Le Big Data rassemble les données massives et variées, récupérées en temps réel sur Internet qui sont ensuite traitées, stockées et exploitées. Mais, saviez-vous que c’est aussi l’un des piliers sur lequel peut s’appuyer la transition énergétique ? Certains acteurs de l’énergie utilisent d’ailleurs ces données pour améliorer leur service. Voici comment ces mégadonnées améliorent et optimisent la consommation d’énergie.

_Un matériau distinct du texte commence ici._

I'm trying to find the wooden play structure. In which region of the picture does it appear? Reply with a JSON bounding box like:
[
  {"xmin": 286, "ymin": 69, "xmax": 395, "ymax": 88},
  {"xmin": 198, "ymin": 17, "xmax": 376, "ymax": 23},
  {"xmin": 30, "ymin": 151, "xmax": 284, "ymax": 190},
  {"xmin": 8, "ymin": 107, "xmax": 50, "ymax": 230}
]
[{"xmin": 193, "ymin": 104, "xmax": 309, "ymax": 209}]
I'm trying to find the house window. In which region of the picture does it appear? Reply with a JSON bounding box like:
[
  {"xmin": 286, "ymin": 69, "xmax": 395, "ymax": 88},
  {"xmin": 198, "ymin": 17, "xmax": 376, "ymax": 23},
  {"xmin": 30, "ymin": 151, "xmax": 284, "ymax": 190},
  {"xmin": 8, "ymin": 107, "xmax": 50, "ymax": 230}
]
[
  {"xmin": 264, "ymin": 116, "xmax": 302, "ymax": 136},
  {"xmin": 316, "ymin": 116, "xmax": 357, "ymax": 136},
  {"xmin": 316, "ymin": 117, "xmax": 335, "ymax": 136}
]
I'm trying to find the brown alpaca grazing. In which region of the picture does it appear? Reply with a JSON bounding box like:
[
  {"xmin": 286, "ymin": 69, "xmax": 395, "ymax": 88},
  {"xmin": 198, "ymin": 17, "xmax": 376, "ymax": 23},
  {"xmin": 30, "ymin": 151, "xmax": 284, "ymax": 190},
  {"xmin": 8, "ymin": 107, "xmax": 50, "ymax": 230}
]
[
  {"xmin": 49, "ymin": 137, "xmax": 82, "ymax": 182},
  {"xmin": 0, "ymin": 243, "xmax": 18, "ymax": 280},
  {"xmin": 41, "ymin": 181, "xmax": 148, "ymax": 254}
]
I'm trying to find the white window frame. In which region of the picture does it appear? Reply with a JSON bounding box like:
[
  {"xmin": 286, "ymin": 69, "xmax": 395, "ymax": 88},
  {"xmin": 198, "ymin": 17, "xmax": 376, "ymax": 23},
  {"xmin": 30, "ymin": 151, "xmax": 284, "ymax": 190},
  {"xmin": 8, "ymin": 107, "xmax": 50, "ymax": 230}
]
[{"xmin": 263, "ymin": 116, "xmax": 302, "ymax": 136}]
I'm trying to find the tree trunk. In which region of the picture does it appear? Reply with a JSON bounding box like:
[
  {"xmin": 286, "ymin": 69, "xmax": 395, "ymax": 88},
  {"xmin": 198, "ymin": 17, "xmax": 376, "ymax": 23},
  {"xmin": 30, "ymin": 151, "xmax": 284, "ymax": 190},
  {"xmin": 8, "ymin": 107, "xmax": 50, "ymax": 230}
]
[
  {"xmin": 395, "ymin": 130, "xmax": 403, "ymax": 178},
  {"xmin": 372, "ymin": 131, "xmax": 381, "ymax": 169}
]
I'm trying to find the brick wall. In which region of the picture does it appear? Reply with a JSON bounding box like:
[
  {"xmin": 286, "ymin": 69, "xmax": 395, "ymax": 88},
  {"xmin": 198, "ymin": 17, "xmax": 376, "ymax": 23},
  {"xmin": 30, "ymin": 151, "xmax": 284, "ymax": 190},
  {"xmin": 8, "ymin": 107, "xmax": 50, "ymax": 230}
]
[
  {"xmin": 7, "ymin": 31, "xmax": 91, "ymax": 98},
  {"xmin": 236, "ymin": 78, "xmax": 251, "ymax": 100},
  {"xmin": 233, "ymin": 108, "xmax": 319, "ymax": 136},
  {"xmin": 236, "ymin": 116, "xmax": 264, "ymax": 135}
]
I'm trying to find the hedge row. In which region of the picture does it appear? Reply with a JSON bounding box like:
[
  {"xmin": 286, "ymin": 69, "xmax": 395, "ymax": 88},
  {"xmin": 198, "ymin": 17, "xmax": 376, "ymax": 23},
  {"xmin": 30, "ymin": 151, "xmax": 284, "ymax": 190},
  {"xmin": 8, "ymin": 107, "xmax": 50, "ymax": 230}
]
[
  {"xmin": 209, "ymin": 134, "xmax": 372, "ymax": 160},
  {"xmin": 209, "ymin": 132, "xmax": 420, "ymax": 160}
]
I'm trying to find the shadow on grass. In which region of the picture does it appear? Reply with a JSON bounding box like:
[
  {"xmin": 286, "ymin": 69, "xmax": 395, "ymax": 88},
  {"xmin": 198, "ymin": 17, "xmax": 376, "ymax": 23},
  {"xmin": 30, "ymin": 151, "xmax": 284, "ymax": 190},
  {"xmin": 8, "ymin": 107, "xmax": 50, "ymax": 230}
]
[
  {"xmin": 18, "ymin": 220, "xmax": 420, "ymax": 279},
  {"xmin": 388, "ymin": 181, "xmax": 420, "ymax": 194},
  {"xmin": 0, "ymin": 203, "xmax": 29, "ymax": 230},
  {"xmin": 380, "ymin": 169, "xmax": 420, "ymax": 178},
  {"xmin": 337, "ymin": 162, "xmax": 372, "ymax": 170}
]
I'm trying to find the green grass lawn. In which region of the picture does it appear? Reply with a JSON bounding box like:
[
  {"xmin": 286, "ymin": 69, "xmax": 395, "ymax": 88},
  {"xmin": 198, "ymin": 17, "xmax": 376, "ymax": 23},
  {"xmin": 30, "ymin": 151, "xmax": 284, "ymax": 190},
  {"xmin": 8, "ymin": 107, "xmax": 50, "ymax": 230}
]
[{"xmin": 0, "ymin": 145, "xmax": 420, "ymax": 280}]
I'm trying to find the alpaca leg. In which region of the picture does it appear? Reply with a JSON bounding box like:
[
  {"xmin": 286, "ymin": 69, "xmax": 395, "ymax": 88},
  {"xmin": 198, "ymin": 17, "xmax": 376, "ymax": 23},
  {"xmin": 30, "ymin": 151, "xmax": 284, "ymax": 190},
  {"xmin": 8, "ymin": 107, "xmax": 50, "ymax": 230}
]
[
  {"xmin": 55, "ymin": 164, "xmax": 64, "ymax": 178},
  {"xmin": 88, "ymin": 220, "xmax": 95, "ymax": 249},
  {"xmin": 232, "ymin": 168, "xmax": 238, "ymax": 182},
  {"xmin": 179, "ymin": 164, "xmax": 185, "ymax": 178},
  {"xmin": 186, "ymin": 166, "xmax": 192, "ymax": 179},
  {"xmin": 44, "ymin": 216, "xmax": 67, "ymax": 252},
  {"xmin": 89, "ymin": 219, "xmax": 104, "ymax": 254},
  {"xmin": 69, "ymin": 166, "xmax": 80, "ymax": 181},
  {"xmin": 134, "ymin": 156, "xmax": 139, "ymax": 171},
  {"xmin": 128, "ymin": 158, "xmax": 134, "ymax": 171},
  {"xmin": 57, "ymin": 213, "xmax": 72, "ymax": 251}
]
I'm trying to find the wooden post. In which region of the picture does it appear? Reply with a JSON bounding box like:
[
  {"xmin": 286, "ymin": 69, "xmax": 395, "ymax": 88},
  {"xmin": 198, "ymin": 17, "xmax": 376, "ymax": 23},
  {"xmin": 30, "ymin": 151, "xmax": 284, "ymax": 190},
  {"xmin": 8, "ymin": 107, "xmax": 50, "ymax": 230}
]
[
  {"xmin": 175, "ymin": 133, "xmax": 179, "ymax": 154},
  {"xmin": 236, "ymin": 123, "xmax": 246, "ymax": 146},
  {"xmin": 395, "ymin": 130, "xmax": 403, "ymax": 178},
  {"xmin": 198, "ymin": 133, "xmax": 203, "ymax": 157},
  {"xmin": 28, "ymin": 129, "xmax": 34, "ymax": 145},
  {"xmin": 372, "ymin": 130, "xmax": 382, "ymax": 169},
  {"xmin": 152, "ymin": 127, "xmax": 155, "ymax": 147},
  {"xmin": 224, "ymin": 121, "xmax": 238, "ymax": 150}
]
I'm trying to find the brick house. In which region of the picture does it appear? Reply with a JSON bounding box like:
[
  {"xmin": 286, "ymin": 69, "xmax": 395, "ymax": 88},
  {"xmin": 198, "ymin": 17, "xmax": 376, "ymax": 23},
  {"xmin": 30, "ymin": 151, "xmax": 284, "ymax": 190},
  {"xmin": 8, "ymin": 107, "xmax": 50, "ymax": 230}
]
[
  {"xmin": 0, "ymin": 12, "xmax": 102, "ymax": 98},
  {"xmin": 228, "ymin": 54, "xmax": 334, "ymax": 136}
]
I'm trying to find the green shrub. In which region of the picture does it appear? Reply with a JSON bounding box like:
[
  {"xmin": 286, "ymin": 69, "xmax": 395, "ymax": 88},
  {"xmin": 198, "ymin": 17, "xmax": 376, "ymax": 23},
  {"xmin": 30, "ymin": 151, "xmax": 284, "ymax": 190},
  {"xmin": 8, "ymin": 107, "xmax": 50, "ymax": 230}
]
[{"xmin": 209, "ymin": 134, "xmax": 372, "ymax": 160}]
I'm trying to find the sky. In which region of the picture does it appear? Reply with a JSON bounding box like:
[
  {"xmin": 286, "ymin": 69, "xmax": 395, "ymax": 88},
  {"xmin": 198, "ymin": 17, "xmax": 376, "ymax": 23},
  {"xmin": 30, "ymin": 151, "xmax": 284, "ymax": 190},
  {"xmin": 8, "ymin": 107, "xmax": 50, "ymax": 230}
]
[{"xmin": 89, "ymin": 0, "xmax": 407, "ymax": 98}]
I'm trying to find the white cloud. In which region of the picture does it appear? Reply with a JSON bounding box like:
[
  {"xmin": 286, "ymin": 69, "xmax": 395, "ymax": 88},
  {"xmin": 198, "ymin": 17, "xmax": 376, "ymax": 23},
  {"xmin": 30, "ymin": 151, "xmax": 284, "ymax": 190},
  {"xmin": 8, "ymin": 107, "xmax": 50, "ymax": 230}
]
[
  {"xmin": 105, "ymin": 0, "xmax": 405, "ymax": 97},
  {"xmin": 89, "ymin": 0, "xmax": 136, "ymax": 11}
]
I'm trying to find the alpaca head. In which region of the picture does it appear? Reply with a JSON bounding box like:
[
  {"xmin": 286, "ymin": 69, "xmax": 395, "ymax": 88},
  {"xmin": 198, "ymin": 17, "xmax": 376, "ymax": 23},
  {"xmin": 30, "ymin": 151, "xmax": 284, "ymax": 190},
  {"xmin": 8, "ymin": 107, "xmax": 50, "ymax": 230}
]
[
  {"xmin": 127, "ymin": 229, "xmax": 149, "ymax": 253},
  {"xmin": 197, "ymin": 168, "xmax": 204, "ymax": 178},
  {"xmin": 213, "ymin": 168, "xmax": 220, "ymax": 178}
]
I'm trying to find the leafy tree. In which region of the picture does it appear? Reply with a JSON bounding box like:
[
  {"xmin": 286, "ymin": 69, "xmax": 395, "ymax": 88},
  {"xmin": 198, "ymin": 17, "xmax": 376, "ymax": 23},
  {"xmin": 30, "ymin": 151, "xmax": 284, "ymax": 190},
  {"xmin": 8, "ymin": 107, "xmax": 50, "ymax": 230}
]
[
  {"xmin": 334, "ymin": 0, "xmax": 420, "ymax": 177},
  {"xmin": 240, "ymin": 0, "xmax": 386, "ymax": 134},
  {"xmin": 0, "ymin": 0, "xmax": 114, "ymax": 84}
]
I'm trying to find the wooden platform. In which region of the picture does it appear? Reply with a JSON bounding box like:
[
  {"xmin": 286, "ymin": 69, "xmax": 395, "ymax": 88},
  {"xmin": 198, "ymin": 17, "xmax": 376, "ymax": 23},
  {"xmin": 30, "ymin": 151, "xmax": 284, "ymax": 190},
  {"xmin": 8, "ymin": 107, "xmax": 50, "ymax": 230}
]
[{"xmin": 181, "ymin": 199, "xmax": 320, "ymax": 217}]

Des bâtiments intelligents plus économes

La transition numérique actuelle profite à la transition écologique. Et nous en avons pour preuve la domotique. Il s’agit de l’ensemble des systèmes électriques qui permettent, en local ou à distance, de contrôler et d’automatiser les équipements du logement permettant à la fois d’en améliorer son confort, mais également d’optimiser sa consommation d’énergie.

En effet, ces bâtiments connectés s’appuient sur les réseaux électriques intelligents – les smart grids – présents dans le réseau public de distribution, pour stocker et envoyer des données concernant l’état et l’utilisation du bâtiment. De cette manière, ils permettent de réinjecter l’électricité non consommée au sein du réseau et par là, d’améliorer la consommation énergétique de la maison connectée.

Ces habitats intelligents reposent sur ces mêmes technologies pour intégrer, par intermittence, des énergies renouvelables dans le réseau de distribution. En effet, celui-ci est rendu plus réactif et peut anticiper les variations de production des sources renouvelables, et ainsi, de manière flexible, faciliter l’insertion de l’énergie verte au sein du réseau.

Ils intègrent également des capteurs répartis dans des endroits stratégiques du logement pour contrôler, entre autres, les éclairages, le système de chauffage ou encore les équipements électroménagers et, dès lors, d’adapter la consommation d’énergie.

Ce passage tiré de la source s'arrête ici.